As Michael Kilroy and Brodie Malone were discussing the issue of the McGreal house, they were interrupted by IRA volunteer O'Flaherty who fired on the occupied cottage from a covered position, using the captured Lewis gun. O'Flaherty had been a number one gunner in France, and had the Lewis Gun handed to him by John Madden. The men inside came out with their hands above their heads.

The IRA captured 22 rifles, eight drums for the Lewis gun, several boxes of grenades, 21 revolvers, and about 6000 rounds of rifle ammunition. The IRA then poured petrol over the two lorries and the car and set them ablaze.
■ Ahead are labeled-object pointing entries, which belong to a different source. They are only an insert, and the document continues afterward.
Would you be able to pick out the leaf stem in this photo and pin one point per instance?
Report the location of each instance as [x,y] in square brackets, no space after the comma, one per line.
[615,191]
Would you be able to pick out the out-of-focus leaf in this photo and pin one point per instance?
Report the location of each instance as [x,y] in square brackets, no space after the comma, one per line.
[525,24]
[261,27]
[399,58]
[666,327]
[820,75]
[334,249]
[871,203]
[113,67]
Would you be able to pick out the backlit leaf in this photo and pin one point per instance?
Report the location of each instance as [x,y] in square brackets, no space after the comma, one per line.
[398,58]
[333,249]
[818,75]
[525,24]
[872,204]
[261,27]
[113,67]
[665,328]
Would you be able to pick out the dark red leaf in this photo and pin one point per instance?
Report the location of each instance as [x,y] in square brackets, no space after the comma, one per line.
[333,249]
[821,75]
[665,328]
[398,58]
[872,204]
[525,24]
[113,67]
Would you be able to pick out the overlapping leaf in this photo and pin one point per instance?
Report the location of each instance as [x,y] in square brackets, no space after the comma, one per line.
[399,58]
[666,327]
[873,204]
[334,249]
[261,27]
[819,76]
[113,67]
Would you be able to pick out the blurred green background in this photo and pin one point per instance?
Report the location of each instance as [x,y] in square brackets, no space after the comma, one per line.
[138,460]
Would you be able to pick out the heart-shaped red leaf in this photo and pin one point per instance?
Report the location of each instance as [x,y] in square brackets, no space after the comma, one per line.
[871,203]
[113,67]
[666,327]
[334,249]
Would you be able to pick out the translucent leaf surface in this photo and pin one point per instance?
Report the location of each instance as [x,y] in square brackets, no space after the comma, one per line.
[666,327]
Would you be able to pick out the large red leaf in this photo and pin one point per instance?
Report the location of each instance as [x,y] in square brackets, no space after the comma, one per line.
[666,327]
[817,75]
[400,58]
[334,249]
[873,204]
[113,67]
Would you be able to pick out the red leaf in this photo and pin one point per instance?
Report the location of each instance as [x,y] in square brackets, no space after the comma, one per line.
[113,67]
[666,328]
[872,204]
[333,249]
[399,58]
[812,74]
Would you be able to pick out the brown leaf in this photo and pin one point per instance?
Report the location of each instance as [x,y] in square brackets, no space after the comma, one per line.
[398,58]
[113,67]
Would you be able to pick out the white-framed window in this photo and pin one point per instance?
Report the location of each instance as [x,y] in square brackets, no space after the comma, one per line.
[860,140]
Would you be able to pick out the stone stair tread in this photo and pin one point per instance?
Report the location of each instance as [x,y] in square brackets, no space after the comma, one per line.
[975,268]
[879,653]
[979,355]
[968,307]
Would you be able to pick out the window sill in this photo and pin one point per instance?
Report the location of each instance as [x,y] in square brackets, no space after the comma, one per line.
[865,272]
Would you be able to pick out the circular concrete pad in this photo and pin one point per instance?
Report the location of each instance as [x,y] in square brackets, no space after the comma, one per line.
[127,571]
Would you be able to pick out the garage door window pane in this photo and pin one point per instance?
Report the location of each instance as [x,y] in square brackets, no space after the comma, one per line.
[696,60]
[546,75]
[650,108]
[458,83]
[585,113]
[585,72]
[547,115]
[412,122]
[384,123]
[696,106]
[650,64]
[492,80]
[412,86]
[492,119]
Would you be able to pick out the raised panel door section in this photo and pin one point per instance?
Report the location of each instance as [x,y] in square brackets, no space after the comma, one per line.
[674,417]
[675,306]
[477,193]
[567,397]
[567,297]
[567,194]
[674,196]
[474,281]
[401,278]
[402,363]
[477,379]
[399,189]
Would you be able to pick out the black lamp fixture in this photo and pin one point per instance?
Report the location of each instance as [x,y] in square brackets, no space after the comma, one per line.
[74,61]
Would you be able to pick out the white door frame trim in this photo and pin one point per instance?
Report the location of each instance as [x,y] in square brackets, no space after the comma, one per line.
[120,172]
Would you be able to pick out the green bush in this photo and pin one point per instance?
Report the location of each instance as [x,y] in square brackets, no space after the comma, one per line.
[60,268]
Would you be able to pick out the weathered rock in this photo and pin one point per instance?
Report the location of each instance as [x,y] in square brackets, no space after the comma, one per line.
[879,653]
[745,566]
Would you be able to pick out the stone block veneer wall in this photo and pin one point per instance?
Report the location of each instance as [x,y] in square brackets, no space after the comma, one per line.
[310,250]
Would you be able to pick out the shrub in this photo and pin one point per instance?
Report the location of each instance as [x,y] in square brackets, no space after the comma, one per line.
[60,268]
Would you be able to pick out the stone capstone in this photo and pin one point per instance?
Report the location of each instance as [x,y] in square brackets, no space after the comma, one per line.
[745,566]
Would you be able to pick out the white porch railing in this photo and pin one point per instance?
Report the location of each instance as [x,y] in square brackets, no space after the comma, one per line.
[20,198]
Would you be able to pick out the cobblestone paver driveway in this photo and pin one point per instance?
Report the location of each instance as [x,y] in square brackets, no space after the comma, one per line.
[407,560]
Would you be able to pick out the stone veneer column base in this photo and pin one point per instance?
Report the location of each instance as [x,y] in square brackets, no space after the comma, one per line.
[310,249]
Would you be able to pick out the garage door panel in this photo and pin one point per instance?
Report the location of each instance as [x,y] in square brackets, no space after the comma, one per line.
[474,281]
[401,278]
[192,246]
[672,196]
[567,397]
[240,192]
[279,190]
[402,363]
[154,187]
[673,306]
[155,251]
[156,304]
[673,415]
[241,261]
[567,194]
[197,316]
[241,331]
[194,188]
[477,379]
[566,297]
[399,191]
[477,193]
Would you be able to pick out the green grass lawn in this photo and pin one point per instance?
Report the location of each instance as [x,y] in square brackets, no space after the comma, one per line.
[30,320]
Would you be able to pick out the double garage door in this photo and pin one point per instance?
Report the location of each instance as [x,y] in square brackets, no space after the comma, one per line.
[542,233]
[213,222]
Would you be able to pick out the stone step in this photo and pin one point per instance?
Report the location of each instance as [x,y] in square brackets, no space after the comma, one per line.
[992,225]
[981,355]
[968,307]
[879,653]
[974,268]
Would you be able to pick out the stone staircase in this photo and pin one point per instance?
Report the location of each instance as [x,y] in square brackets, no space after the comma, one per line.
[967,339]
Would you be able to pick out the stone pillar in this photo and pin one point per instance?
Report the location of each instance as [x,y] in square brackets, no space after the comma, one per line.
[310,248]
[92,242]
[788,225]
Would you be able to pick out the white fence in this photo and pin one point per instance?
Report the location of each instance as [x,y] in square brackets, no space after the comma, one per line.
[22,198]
The RIC who died were District Inspector Edward James Stevenson, Sergeant Francis Creegan, Constables Sydney Blythe, James Brown, John Doherty, Thomas Dowling, and William French. and the others surrendered. Of the RIC dead, three, John Doherty, of Roscommon, Francis Creegan of Fermanagh and Thomas Dowling of Laois were 'old RIC' constables (having joined the force respectively in 1896 and 1900), while the others were 'Black and Tans', that is war veterans, all except DI Stevenson from Britain, who had joined the RIC in 1920 or 1921. The Black and Tans who surrendered were not killed, even though this policy had been endorsed by IRA General Headquarters. Many of the local people went into hiding to avoid the retribution of the Black and Tans. The IRA volunteers evaded capture by sheltering in safe houses.